Pour rentrer dans le vif du sujet, deux morceaux tirent véritablement l'album vers le haut, ce qui ne suffira pas à en faire une oeuvre exceptionnelle, loin de là, mais on sent les prémices d'un concept plutôt attirant - celui de nous faire danser, gesticuler dans tous les sens par le biais d'une voix rauque, vivante et écorchée. On parle bien sûr de l'éponyme ainsi que du neuvième titre « Today » qui, par ailleurs, sont les seuls singles promotionnels issus de cette quatrième galette. Ainsi, après être passé par l'écoute d'un court instrumental de blues aérien très classique dans le fond, la piste suivante, elle, nous ramène à des temps beaucoup plus éloignés où une simple note suffisait à passer l'épreuve des vingt-ans et à en tirer un véritable tube intemporel. Justement, c'est ce qu'il se produit avec l'étonnante «
Rattle that Lock » qu'on a l'impression de connaître depuis de longues années et où l'on parviendrait même à s'auto-convaincre que ce n'est pas le compositeur Français Michaël Boumendil qui a créé le jingle de la SNCF mais bien
David Gilmour qui a inspiré le musicien à inventer la petite mélodie de la célèbre société de chemins de fer. On a là quatre notes (à la base abominables...) qui emmènent le titre vers une progression folle et jazzy où flirte un gros solo de rock 70's bien à l'ancienne et un soutien vocal de choix porté par le Liberty Choir. Autant dire qu'avec un morceau de cette trempe, il est plus que difficile d'accorder autant d'attention et d'importance aux autres compositions comme par exemple la (trop) délicate et donc soporifique « The Girl in the Yellow Dress », idéale pour une publicité de parfum haut de gamme et dans le contexte d'un album-reprise des standards du jazz, beaucoup moins pour un album étiqueté rock.
Sur le podium des réussites, on peut brièvement reparler du cas de « Today », plutôt jouissive si l'on occulte l'introduction un peu lourdingue formée autour d'une ligne de chœurs d'une telle blancheur qu'on se croirait presque transporté au cœur de la chrétienté Anglaise. Cependant, on ressent de bonnes vibrations, le rythme parle à tout le monde et l'équilibre des sonorités est vraiment nickel. Côté riffs, c'est encore un bon point pour lui, en particulier pour l'ouverture de dix secondes façon ruée vers l'or que l'on a pu entendre sur « Dancing Right in Front of Me » mais qui hormis ce détail sympathique, ne propose rien d'autre qu'une redite manquant cruellement de relief et d'inventivité.
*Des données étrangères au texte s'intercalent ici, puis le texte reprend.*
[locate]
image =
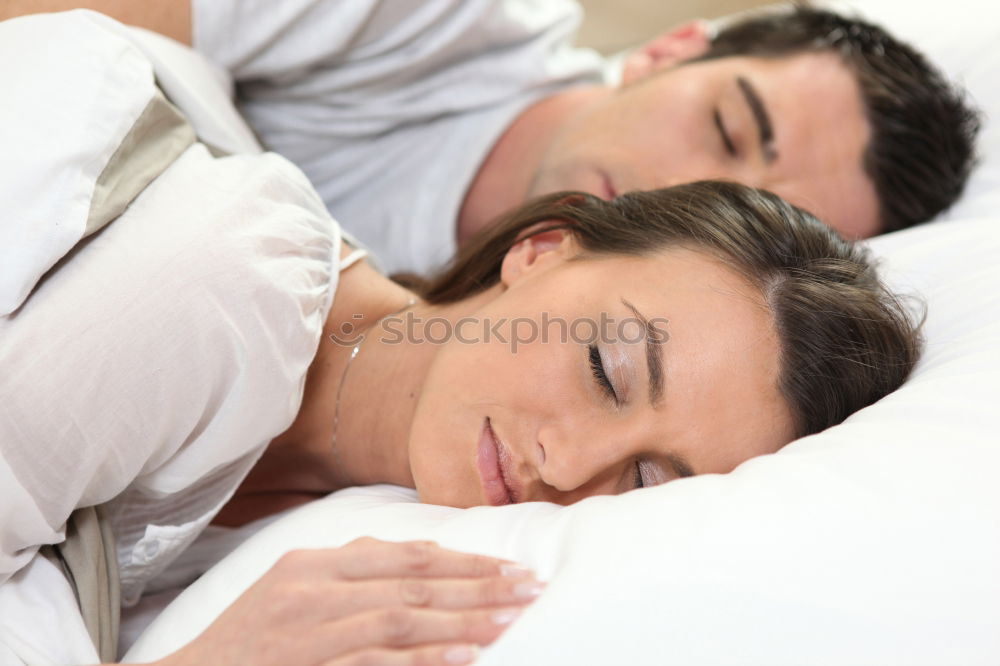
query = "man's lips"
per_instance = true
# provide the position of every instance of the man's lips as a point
(491, 460)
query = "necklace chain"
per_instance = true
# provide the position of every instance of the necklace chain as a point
(340, 390)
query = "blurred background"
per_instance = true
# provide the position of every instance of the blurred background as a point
(613, 25)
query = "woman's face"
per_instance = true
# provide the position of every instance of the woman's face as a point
(589, 401)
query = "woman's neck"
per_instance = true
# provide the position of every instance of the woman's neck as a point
(377, 395)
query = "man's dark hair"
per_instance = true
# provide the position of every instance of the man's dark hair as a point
(921, 148)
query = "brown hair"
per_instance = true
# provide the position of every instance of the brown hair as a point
(921, 148)
(845, 340)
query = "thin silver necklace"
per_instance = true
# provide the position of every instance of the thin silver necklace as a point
(340, 390)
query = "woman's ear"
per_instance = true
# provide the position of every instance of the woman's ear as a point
(686, 41)
(529, 254)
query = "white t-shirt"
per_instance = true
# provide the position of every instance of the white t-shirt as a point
(149, 369)
(390, 106)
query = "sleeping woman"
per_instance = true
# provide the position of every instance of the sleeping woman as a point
(218, 354)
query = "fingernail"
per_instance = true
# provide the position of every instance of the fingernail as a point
(461, 654)
(515, 571)
(505, 616)
(528, 590)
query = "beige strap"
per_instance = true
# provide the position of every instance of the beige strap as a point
(89, 561)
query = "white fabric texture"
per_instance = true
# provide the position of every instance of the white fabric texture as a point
(390, 106)
(87, 117)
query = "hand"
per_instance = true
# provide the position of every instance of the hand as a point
(369, 602)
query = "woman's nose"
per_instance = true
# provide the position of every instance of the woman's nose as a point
(580, 462)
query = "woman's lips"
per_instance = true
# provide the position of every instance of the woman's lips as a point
(491, 472)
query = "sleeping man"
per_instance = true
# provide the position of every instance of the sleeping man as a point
(419, 123)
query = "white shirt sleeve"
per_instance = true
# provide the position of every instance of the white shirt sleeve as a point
(165, 348)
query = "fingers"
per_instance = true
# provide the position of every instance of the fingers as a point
(371, 558)
(398, 628)
(434, 655)
(446, 594)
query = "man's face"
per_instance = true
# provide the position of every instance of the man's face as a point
(795, 126)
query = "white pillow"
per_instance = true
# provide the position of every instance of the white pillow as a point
(48, 191)
(63, 164)
(875, 542)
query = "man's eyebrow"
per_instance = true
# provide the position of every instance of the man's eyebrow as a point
(760, 115)
(654, 357)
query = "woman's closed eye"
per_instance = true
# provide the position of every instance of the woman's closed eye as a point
(727, 140)
(600, 375)
(638, 483)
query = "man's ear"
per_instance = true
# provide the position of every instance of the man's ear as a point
(529, 254)
(686, 41)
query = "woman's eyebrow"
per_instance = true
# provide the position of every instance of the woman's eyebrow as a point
(762, 118)
(654, 357)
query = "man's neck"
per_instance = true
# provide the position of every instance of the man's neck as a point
(504, 179)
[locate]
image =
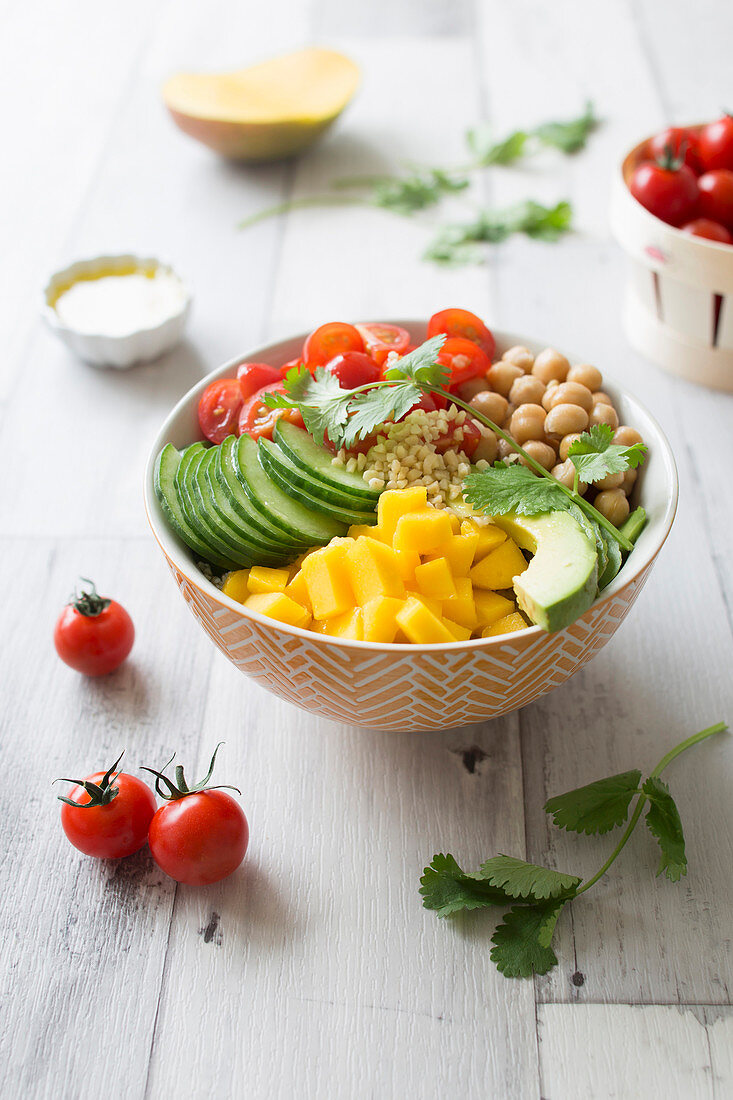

Après, il est certain que les performances vocales sont justes, concluantes, pourtant, l'auditeur rebroussera très vite chemin compte tenu de la production plate, lisse et trop orchestrale à laquelle on a affaire. Pour illustrer cet argument, on peut se brancher sur le cas de la quatrième onde « A Boat Lies Waiting » à fond sur le côté sentimental et nostalgique qui, de par ce vieux sample narré du défunt Richard Wright parti en 2008, lui rend une sorte d'hommage unissant, en supplément, le duo
David Crosby /
Graham Nash avec, encore une fois, la sensation d'être confronté à un chant de Noel gentillet garni aux somnifères. Véritablement, c'est en voulant bien faire que Gilmour a loupé son coup et c'est donc ce que l'instrumental peu concluant « And Then... » nous montre bien. Il y plane un mystère irrésolu, on se pose encore des questions sur la pertinence réelle de cet opus, très professionnel et carré dans son ensemble, mais creux et assommant.
En guise de conclusion, «
Rattle that Lock » est un album rattle, ou tout simplement raté, qui a voulu s'innover dans un white-jazz d'Eglise ambient et progressif. On laissera Gilmour traîner sur les halls de la gare car à côté, Pope Francis n'aura aucun mal à être plus rock que lui. Si vous aussi, vous avez la sensation que le succès potentiel de cette oeuvre ne tient que sur la mélodie principale du titre éponyme, ce n'est pas une coïncidence. Passez votre chemin.